The Mexican marines have captured and arrested Miguel Angel Trevino Morales, head of the Zetas drug-gang leaders in a raid near the U.S. border, the BBC reported. Morales was reportedly wanted on both sides of the border for running drugs on a worldwide scale and for ordering massacres. Morales was reportedly intercepted with two lieutenants in a pick-up truck near Nuevo Laredo, and Mexican officials said that he had eight guns and $2 million in cash, BBC also reported.
This represents the biggest high profile arrest in Mexico since President Enrique Pena Nieto was sworn in last December.

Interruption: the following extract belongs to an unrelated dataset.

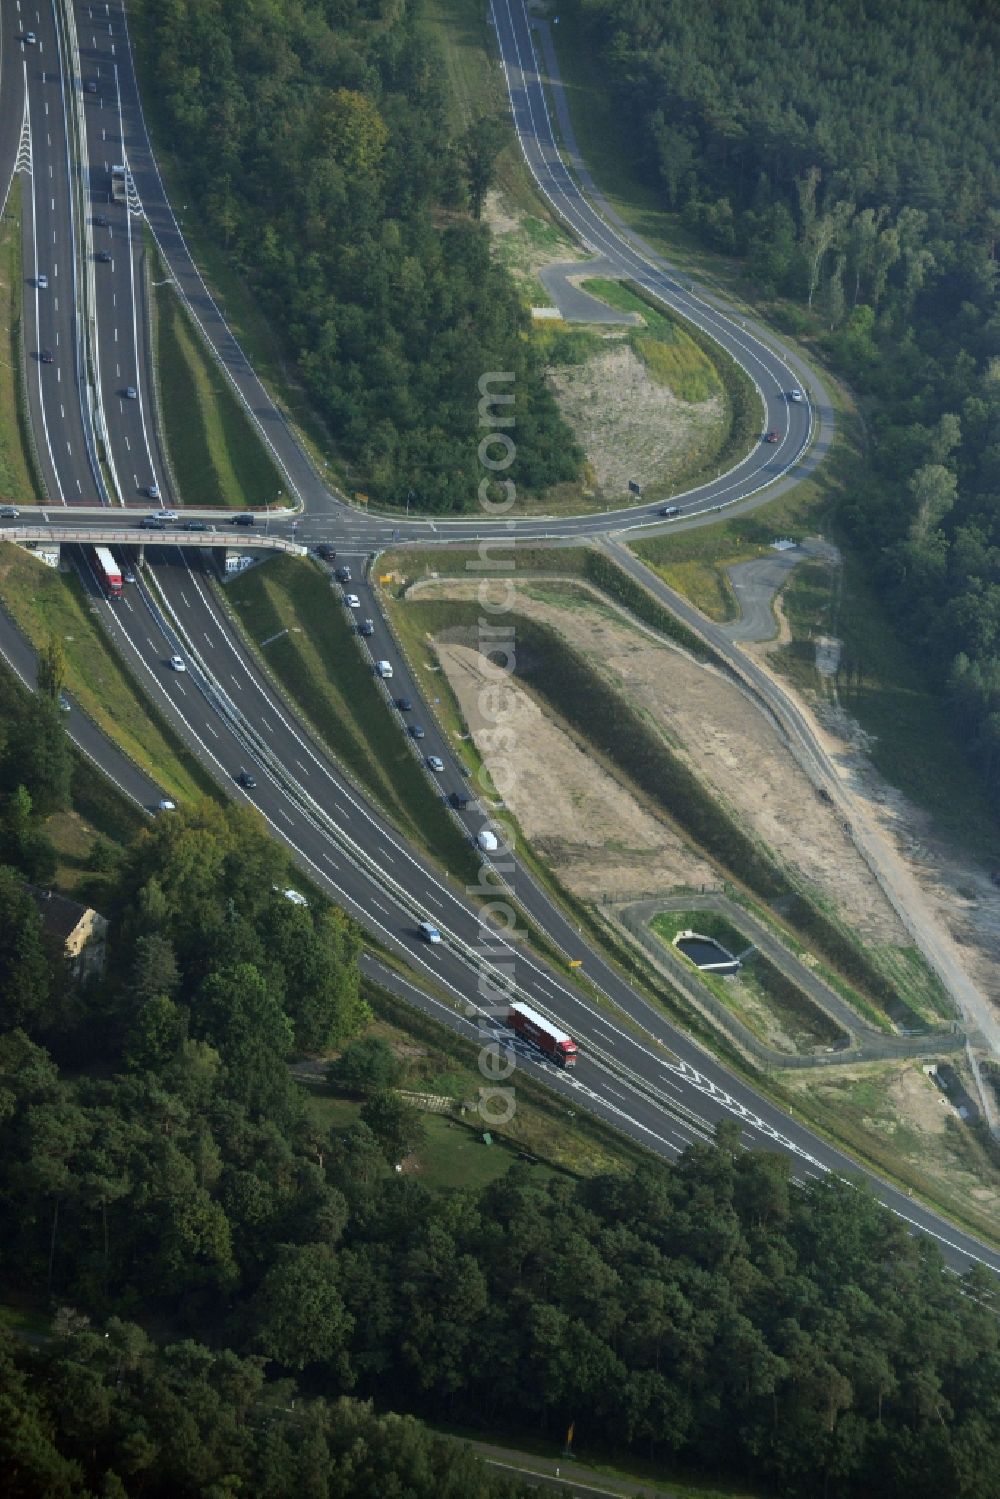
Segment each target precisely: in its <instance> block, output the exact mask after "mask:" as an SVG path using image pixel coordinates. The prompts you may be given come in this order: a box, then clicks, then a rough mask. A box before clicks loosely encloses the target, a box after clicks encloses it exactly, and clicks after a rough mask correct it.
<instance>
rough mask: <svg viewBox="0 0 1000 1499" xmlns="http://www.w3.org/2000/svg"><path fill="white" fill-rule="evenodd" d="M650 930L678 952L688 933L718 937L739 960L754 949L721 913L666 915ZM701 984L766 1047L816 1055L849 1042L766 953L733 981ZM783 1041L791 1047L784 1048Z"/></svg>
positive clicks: (714, 974) (668, 911)
mask: <svg viewBox="0 0 1000 1499" xmlns="http://www.w3.org/2000/svg"><path fill="white" fill-rule="evenodd" d="M649 926H651V929H652V932H654V934H655V935H657V937H660V940H661V941H663V943H664V946H667V947H670V949H672V950H675V949H673V938H675V937H676V935H678V932H681V931H688V929H694V931H699V932H705V935H706V937H714V938H715V940H717V941H720V943H721V944H723V946H724V947H726V949H727V950H729V952H732V953H733V955H739V953H741V952H744V950H745V947H747V946H748V938H747V937H745V935H744V934H742V932H739V931H738V929H736V928H735V926H733V925H732V923H730V922H727V920H726V917H724V916H721V914H720V913H718V911H706V910H699V911H663V913H661V914H660V916H654V919H652V922H651V923H649ZM676 961H682V959H681V958H678V959H676ZM700 980H702V982H703V983H705V985H706V988H708V989H709V991H711V992H712V994H714V995H715V997H717V1000H720V1001H721V1003H723V1004H726V1007H727V1009H729V1010H732V1013H733V1015H735V1016H736V1018H738V1019H739V1021H742V1024H744V1025H745V1027H747V1030H748V1031H750V1033H751V1036H756V1037H757V1040H760V1042H763V1043H765V1046H775V1045H777V1049H783V1051H787V1049H795V1051H798V1052H813V1051H819V1049H820V1048H828V1049H829V1048H832V1046H837V1045H844V1043H846V1042H847V1036H846V1033H844V1031H843V1030H841V1027H840V1025H837V1022H835V1021H832V1019H831V1018H829V1016H828V1015H826V1013H825V1012H823V1010H822V1009H819V1006H817V1004H814V1003H813V1001H811V1000H810V998H808V995H807V994H804V992H802V989H799V986H798V985H796V983H793V982H792V979H789V977H786V974H784V973H781V970H780V968H777V967H775V964H774V962H771V959H769V958H766V956H765V955H763V953H762V952H757V950H754V952H751V953H750V955H748V958H747V959H745V962H744V965H742V968H741V970H739V973H738V974H736V976H733V977H732V979H726V977H723V976H721V974H712V973H702V974H700ZM783 1037H787V1040H789V1042H790V1043H792V1046H790V1048H789V1046H781V1045H780V1043H781V1039H783Z"/></svg>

President Nieto pledged to change the Mexican policy of the previous government by targeting cartels through law enforcement on a local level rather than capturing big-name targets. The former president Felipe Calderon deployed the Mexican army throughout the country, in pursuit of cartel leaders, which left a power vacuum, news reports said.
Known as 'Zeta-40,' Trevor Morales was captured near the U.S. border at dawn on Monday.
"Three people in the truck were detained by ground troops, who had arrived to support the naval forces, who had carried out the detention via the helicopter. Not a single shot was fired," government spokesman Eduardo Sanchez said.
The Zetas drug cartel began as the enforcement arm of the Gulf cartel, another powerful criminal gang. It split from the Gulf cartel in 2010, fueling more intense turf wars largely across northern Mexico. By 2012, the Zetas were seen as the largest and most powerful cartel.
Analysts believe Morales' younger brother, Omar, has been one of his closest lieutenants and may try to position himself as successor, BBC also reported.
In 2010, Morales allegedly ordered the torture and murder of 72 Central American migrants as punishment for their refusal to act as 'drugs mules.' In 2011, he apparently oversaw the massacre of almost 200 immigrants for similar reasons, news reports said.
Morales has also believed to have controlled a squad of killers who operated in Texas; U.S. authorities offered a reward of $5 million reward for any information leading to his capture, BBC also reported.